What are the key sector opportunities you’re capitalising on?

IT security is a huge growth area and will continue to be a growth area for our sector for many years to come as every business will need to get to a certain level and maintain it. At HCS, our simple goal is to protect customers and their businesses, and we build security into everything we manage.

As fibre broadband is rolled out through the country, the old copper phone lines are disappearing fast and hosted telephony is growing at a rapid rate. HCS has transitioned thousands of users to modern cloud-hosted solutions, which capitalise on the broadband infrastructure now available. Our modern telecom and VoIP solutions enable more flexible working, better team-working and lower calling costs for users.

Digital transformation is a buzzword in our industry, which is being used to describe the transformation of existing or aged business processes and experiences to a modern solution that is more efficient, productive and suited to the evolving needs of customers. HCS is digitally transforming processes for customers on a daily basis and we see huge growth in this part of our business over the next number of years.

We are always adding new products to stay one step ahead and drive better business performance for our customers.

What set you on the road to where you are now?

Leaving Dublin nearly 20 years ago. My wife Mary and I wanted to live in the country, so we moved back to Waterford. I joined HCS as a technical consultant, in a role which you could say was undefined. But I didn’t care as I was achieving my goal of leaving Dublin before I was 30.

Little did I know that I’d be here 20 years later, own a third of the business with my fellow directors Dan and Sean Hegarty, and have three teenagers who are now getting their wings and setting out on their own roads.

What’s the biggest risk you’ve ever taken?

I am not a risk taker in business. My programmer brain means that I am very logical. I always look for a well-thought-out plan that will cater for most scenarios that might play out.

What one work skill do you wish you had?

Maybe I should be more of a risk taker!

How do you get the best out of your team?

There’s no ‘I’ in team, so ensuring you work with each individual in your team to support them to achieve more and empower them to be the best they can be is critical to every team’s success.

Show leadership, make decisions, stay in control and roll with both the good and the bad days. Set your teams challenges and goals that are achievable.

Have you noticed a diversity problem in your sector?

One thing I would like to see is a narrowing of the gender divide in the IT industry. It’s still very male-orientated and in the IT services business we would love to see more female engineers and technical consultants.

HCS’s focus is always on the person and whether they have the skills and the passion to provide our customers with innovative and secure services.

What’s the best piece of career advice you have ever received?

“Always forward and never stand still.” An old boss of mine said this to me when I was leaving and I frequently think about it if I feel I am going backwards or staying stagnant.

What books have you read that you would recommend?

I don’t read books! I read technology articles and IT industry blogs to keep up to date on what’s emerging and am constantly looking out for what’s next.
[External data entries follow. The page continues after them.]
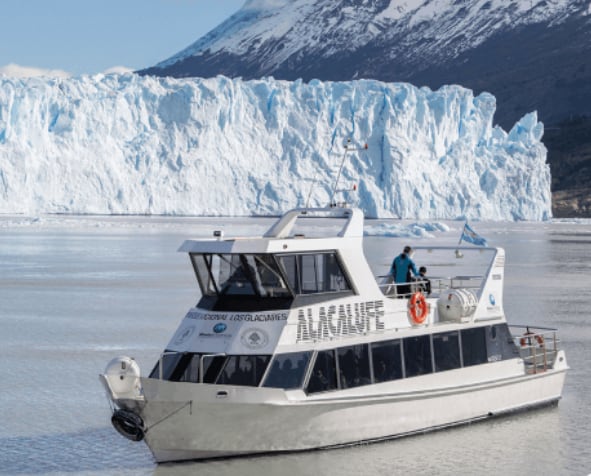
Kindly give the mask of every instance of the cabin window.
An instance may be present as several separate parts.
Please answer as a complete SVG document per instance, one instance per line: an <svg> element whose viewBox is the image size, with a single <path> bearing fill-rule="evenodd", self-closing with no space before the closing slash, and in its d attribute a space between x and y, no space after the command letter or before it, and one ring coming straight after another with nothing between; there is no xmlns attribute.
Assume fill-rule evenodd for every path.
<svg viewBox="0 0 591 476"><path fill-rule="evenodd" d="M214 383L224 366L226 357L220 355L203 356L203 383Z"/></svg>
<svg viewBox="0 0 591 476"><path fill-rule="evenodd" d="M216 285L213 276L219 273L219 261L216 261L216 267L213 267L213 255L191 254L193 268L197 275L197 281L204 296L216 294ZM210 273L211 271L211 273Z"/></svg>
<svg viewBox="0 0 591 476"><path fill-rule="evenodd" d="M435 371L457 369L462 366L460 360L460 334L458 331L443 332L433 335L433 353Z"/></svg>
<svg viewBox="0 0 591 476"><path fill-rule="evenodd" d="M199 358L199 354L187 354L184 362L179 365L179 382L199 382Z"/></svg>
<svg viewBox="0 0 591 476"><path fill-rule="evenodd" d="M340 388L359 387L371 383L367 344L341 347L339 357Z"/></svg>
<svg viewBox="0 0 591 476"><path fill-rule="evenodd" d="M307 392L325 392L337 388L334 350L323 350L316 355L316 362L308 382Z"/></svg>
<svg viewBox="0 0 591 476"><path fill-rule="evenodd" d="M256 282L253 280L252 257L243 255L217 255L220 271L218 286L220 294L253 295ZM250 259L249 259L250 258ZM216 257L214 257L216 259Z"/></svg>
<svg viewBox="0 0 591 476"><path fill-rule="evenodd" d="M400 340L371 344L374 382L388 382L402 378L402 354Z"/></svg>
<svg viewBox="0 0 591 476"><path fill-rule="evenodd" d="M194 354L189 352L165 351L162 354L161 361L150 373L150 378L160 378L160 368L162 368L162 380L173 382L199 382L199 365L203 354ZM224 356L203 356L203 382L214 383L221 368L224 365L226 357Z"/></svg>
<svg viewBox="0 0 591 476"><path fill-rule="evenodd" d="M462 329L462 357L464 367L487 362L485 328Z"/></svg>
<svg viewBox="0 0 591 476"><path fill-rule="evenodd" d="M495 324L486 328L486 349L489 362L519 357L519 349L507 324Z"/></svg>
<svg viewBox="0 0 591 476"><path fill-rule="evenodd" d="M273 255L191 253L191 260L204 296L291 296Z"/></svg>
<svg viewBox="0 0 591 476"><path fill-rule="evenodd" d="M273 358L271 369L263 383L263 387L300 388L306 375L311 352L293 352L277 354Z"/></svg>
<svg viewBox="0 0 591 476"><path fill-rule="evenodd" d="M404 368L407 377L433 372L431 339L428 335L403 339Z"/></svg>
<svg viewBox="0 0 591 476"><path fill-rule="evenodd" d="M335 252L281 255L278 259L295 294L351 291Z"/></svg>
<svg viewBox="0 0 591 476"><path fill-rule="evenodd" d="M268 355L231 355L227 358L216 383L257 387L269 360Z"/></svg>
<svg viewBox="0 0 591 476"><path fill-rule="evenodd" d="M165 350L160 357L160 360L156 362L152 372L150 372L150 378L159 379L160 376L162 376L162 380L171 380L172 374L178 367L179 361L183 355L182 352Z"/></svg>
The latest video I watched was Microsoft’s Satya Nadella discussing how our economy and society is undergoing a sea change of digitisation. He spoke about emerging technology trends and innovations across Microsoft that will transform every business and industry going forward. It’s fascinating if that’s your area of interest.

What are the essential tools and resources that get you through the working week?

Every hour, day or week in our industry can throw anything at you, especially in an era where we are under constant cyberthreat. To get through these episodes and make it to Friday, I need a support network around me that extends beyond my work colleagues to my family.

Microsoft workplace tools such as Office, Teams, To-Do, SharePoint, Power BI, Dynamics and Business Central are tools I use on a daily basis, and without them it would not be possible to function each day.